叹了口气,而后走出了小木屋。
翌日,在安凤鸣吃了我给他熬好的药之后沉睡了过去,我这才换上我从村民那里借来的男子衣服穿好——因为我先前的那身白色的长衫上,早已经被安凤鸣身上流出的鲜血沾满而无法再穿。
“沈兄弟,今天要出去呢?”刚刚出门,借宿的刘二哥便笑着拍了拍我的肩膀,“你兄长的伤好多了吧?”
我笑着点了点头,“是啊,我听村长说今天要送货去帝都,我想搭他的车去找亲戚呢!我兄长的伤势好多了,这还不是多亏了刘二哥帮他上药么!”每次要给安凤鸣上药的时候,我都觉得特别头疼。虽说东盛民风开放,但还不至于完全不顾及男女之别。
所幸的是刘二哥为人憨厚,每次都自告奋勇地给安凤鸣上药。
刘二哥再一次盯望着我的脸而微微发呆,喃喃地道,“这样的粗活,怎么可以让沈兄弟这样的人做呢?”
我皱眉笑了笑,“刘二哥,我要去找我的那个亲戚了!你记得哦,不要轻易告诉任何人我们的事哦!”
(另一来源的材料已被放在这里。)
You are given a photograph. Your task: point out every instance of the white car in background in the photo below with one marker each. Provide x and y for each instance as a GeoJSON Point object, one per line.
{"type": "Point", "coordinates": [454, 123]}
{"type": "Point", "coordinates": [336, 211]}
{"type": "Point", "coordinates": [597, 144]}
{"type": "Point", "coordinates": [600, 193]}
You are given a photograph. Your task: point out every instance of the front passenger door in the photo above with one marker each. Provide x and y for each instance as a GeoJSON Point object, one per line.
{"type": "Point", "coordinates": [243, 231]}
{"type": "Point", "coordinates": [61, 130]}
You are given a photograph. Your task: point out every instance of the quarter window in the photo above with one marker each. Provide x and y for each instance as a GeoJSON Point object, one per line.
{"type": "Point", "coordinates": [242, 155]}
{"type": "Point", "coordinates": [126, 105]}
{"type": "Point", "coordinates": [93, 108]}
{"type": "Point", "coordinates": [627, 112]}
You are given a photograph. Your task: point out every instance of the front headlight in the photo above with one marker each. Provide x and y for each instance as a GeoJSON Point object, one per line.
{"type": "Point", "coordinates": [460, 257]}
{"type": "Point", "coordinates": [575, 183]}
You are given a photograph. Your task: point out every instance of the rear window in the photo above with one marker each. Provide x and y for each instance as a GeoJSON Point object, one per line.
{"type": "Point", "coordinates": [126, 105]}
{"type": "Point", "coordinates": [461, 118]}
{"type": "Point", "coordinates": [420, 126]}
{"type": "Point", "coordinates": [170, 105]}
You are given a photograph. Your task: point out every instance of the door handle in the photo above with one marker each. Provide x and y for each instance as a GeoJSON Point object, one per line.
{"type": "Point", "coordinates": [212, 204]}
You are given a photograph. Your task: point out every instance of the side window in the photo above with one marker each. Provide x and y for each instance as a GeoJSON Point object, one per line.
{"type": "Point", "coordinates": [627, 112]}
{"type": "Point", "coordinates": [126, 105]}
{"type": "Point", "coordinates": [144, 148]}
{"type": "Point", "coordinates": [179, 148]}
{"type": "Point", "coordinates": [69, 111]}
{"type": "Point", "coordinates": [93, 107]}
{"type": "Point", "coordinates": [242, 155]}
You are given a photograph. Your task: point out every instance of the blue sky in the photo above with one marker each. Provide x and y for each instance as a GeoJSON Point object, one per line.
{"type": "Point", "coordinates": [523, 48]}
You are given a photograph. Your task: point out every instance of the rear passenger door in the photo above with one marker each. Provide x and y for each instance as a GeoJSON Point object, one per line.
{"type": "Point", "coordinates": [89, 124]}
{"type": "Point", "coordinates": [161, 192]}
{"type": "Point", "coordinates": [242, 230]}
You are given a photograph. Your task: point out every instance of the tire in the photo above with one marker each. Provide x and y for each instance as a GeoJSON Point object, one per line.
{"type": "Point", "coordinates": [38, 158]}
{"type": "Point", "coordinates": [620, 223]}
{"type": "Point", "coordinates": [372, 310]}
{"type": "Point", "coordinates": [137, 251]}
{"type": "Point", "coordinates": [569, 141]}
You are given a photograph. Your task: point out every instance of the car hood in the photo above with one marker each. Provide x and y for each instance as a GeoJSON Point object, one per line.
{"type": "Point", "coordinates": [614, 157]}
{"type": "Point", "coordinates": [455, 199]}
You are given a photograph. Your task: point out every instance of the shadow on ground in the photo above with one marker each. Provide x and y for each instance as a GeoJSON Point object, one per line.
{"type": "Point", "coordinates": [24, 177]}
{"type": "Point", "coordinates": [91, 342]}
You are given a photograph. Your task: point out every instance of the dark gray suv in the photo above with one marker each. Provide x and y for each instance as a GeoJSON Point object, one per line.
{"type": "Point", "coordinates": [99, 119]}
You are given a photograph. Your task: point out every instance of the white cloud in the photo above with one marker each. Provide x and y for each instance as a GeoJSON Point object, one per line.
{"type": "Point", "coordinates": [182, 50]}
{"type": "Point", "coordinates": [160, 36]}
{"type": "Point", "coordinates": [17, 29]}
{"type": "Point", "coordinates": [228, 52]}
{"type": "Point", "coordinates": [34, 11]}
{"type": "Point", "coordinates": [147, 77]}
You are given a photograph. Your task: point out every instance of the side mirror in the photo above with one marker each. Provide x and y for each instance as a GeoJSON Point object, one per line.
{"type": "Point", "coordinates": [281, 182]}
那一夜,我跌跌撞撞地来到了这个帝都之外的小村子,恰好遇到砍柴归来的刘二哥。他为人善良,看到我背着一个昏迷不醒的瘦弱男子,不畏危险地收留了我们。
我告诉他,安凤鸣是我的兄长,我们本欲去帝都寻亲,孰知路上遇到仇家追杀,所以才沦落得如此狼狈。